American startup Interlune has proposed a pioneering project to commercially extract helium-3 from the Moon and transport it back to Earth. This plan was reported by Ars Technica, highlighting its potential to reshape energy and computing futures.
Helium-3 is a stable isotope of helium that consists of two protons and one neutron. It is produced by nuclear fusion in the Sun and carried through space by the solar wind.
Earth’s magnetosphere repels this particle flow, making helium-3 exceedingly scarce on our planet. Small quantities have been produced only in nuclear weapons tests or certain nuclear reactors. In contrast, the Moon lacks a global magnetosphere, and scientists estimate its regolith contains substantial quantities of helium-3. Some projections put the lunar reserves at well over a million tons, a figure that would carry extraordinary economic implications if mined and utilized. Early estimates place the value of these reserves at a level that would surpass many nations’ annual GDPs, reflecting the enormous potential of this resource in a future energy and technology landscape.
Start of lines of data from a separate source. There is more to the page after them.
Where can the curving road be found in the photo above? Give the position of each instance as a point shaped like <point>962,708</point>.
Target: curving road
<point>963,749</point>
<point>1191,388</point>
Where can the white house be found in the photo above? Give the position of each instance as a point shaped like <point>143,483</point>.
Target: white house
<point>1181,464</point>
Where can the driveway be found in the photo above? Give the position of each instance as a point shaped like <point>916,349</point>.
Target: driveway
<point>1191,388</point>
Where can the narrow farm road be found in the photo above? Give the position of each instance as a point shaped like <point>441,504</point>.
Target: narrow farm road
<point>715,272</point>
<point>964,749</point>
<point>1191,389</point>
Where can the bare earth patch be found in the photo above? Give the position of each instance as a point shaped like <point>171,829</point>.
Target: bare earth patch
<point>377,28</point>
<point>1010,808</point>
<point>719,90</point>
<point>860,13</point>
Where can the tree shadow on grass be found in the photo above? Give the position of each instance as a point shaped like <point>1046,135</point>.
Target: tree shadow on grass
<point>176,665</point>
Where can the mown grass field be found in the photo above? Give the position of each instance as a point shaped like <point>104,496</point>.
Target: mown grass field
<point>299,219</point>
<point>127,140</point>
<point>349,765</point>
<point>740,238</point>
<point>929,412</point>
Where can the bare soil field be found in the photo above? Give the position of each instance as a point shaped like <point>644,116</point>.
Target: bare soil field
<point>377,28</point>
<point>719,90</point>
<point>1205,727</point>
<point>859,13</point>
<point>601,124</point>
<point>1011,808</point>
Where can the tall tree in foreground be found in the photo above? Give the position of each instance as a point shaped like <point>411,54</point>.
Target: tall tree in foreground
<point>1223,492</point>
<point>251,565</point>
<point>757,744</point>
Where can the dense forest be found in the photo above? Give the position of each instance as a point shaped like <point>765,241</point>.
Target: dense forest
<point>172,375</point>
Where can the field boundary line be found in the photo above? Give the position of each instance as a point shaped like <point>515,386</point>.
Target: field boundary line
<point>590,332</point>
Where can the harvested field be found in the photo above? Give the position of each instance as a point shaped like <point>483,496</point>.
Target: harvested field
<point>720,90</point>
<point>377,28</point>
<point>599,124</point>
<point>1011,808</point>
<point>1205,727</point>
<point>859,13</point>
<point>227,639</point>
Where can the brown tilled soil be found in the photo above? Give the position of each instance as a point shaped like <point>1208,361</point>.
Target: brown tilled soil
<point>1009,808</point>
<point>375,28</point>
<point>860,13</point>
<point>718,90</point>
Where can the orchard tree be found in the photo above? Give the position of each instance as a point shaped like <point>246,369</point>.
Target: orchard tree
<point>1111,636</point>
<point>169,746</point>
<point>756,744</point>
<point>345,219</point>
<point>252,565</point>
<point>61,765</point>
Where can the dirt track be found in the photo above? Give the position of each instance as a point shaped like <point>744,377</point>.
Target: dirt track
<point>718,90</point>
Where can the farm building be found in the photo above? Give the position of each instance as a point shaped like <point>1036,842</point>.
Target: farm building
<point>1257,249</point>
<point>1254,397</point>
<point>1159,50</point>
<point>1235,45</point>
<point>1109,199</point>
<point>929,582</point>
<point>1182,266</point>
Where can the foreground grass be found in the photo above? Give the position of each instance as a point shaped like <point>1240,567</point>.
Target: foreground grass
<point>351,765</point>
Rob Meyerson, a co founder of Interlune, has noted a growing interest in helium-3 across several high tech sectors. In the near term, demand is anticipated from the superconducting quantum computing industry and advanced medical imaging. Over the long arc, helium-3 is envisioned as a fuel source for fusion reactors, a development that could alter the pace of clean energy breakthroughs and the design of future power systems.
Interlune outlines a staged approach that begins with a pilot mission to collect helium-3 from lunar regolith planned for 2026. If successful, the company envisions a first full scale facility becoming operational around 2028, with guarantees of a steady supply to Earth by 2030. Transportation of the gas is expected to be handled by established aerospace companies that are advancing reusable lunar landing modules and Earth moon delivery systems. The plan envisions close coordination with partner launch providers to maintain reliable logistics between the Moon and terrestrial facilities.
Historical efforts related to lunar and Martian exploration have included exploratory work on energy systems that could someday support sustained off Earth operations. In recent years NASA and other space agencies have conducted research into power sources and reactor concepts suitable for lunar and Martian environments, laying groundwork for the kinds of technologies that would enable large scale resource extraction in space. Those past activities provide a context for Interlune’s proposal, illustrating the long standing interest in how extra planetary resources might augment Earth based energy and technology sectors. This conversation has continued to evolve as private sector capabilities in propulsion, in-situ resource utilization, and space logistics mature.